Re: More speedups for tuple deformation

From: Andres Freund <andres(at)anarazel(dot)de>
To: David Rowley <dgrowleyml(at)gmail(dot)com>
Cc: John Naylor <johncnaylorls(at)gmail(dot)com>, Chao Li <li(dot)evan(dot)chao(at)gmail(dot)com>, PostgreSQL Developers <pgsql-hackers(at)lists(dot)postgresql(dot)org>
Subject: Re: More speedups for tuple deformation
Date: 2026-02-24 14:39:16
Message-ID: rbxc2qqhsvzxpukgd36caoa4ydgn5r22fxktxanrkn6nobg7j6@27b4vogohgu2
Views: Whole Thread | Raw Message | Download mbox | Resend email
Thread:
Lists: pgsql-hackers

Hi,

On 2026-02-24 15:23:17 +1300, David Rowley wrote:
> The changes in 0004 and 0005 are new. 0004 makes calling
> slot_getmissingattrs() the responsibility of the
> TupleTableSlotOps.getsomeattrs() function.
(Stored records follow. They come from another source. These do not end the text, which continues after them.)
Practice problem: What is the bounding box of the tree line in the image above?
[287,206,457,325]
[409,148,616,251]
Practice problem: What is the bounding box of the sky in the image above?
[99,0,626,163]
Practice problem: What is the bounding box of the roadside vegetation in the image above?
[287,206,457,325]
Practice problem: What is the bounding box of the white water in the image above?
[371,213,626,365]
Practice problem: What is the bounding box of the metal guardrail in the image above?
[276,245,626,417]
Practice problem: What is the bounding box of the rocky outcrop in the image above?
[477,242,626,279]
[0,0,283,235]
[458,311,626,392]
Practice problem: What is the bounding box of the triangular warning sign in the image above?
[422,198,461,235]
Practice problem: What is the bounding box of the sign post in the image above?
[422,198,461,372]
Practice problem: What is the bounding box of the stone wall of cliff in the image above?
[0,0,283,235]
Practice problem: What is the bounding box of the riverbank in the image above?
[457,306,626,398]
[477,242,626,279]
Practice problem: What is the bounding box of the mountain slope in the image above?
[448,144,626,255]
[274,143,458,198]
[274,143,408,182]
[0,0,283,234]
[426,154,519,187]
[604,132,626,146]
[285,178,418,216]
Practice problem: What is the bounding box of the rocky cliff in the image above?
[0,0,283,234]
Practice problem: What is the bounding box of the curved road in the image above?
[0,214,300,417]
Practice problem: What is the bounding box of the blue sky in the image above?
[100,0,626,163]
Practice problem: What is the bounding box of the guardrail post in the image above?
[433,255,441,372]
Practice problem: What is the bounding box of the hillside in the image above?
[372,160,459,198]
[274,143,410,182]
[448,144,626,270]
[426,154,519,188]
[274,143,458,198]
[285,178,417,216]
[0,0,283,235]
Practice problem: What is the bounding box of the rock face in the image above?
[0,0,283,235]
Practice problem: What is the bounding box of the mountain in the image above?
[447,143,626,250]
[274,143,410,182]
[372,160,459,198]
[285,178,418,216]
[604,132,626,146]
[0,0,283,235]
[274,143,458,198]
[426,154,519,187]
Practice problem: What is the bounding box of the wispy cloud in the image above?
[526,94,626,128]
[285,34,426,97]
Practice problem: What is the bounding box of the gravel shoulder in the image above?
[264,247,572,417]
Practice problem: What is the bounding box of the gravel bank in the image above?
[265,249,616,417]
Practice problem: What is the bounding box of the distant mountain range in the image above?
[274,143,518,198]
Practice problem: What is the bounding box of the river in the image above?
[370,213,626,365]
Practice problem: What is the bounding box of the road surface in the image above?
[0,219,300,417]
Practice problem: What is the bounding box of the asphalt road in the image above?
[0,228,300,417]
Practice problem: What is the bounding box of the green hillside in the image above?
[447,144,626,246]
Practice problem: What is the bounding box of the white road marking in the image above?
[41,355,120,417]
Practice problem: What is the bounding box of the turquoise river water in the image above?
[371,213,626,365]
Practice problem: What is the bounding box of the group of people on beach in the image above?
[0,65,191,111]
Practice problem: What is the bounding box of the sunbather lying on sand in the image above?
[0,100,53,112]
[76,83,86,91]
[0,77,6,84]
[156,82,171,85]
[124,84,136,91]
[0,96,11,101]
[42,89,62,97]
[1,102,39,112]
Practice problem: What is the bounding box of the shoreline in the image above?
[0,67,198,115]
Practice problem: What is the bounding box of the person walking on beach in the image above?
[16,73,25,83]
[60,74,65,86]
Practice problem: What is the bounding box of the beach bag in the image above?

Doing this allows
> getsomeattrs() to be called with the sibling call optimisation in
> slot_getsomeattrs_int() and since slot_getsomeattrs_int() is such a
> trivial function now, I ended up just modifying slot_getsomeattrs() to
> call getsomeattrs() in a way that allows the compiler to apply the
> sibling call optimisation. This seems to help reduce some overheads
> and makes the 0 extra column tests look better.

ISTM we should just merge 0004. In my testing it's a very clear win, without,
afaict, any downsides.

> 0005 reduces the size of CompactAttribute. It shrinks the struct down
> to 8 bytes from 16 by using some bitflags for some lesser-used
> booleans and by shrinking attcacheoff down to int16. The idea is that
> we just don't cache any offsets larger than 2^15. It's likely if we
> get a tuple that big that there's a variable-length attribute anyway,
> which caching the offset of isn't possible.
>
> I'm not getting great results from benchmarking the 0005 patch. I
> verified that gcc does access the array without calculating the
> element address from scratch each time and calculates it once, then
> increments the pointer by sizeof(CompactAttribute). See the attached
> .csv for the results on the 3 machines I tested on.

FWIW, where I had seen that be rather beneficial is the TupleDescCompactAttr()
at the start of the various loops, where the compiler has little choice to
compute the address of the tupdesc->compact_attrs[firstNeededCol]. That
matters only when only deforming a small number of columns, of course.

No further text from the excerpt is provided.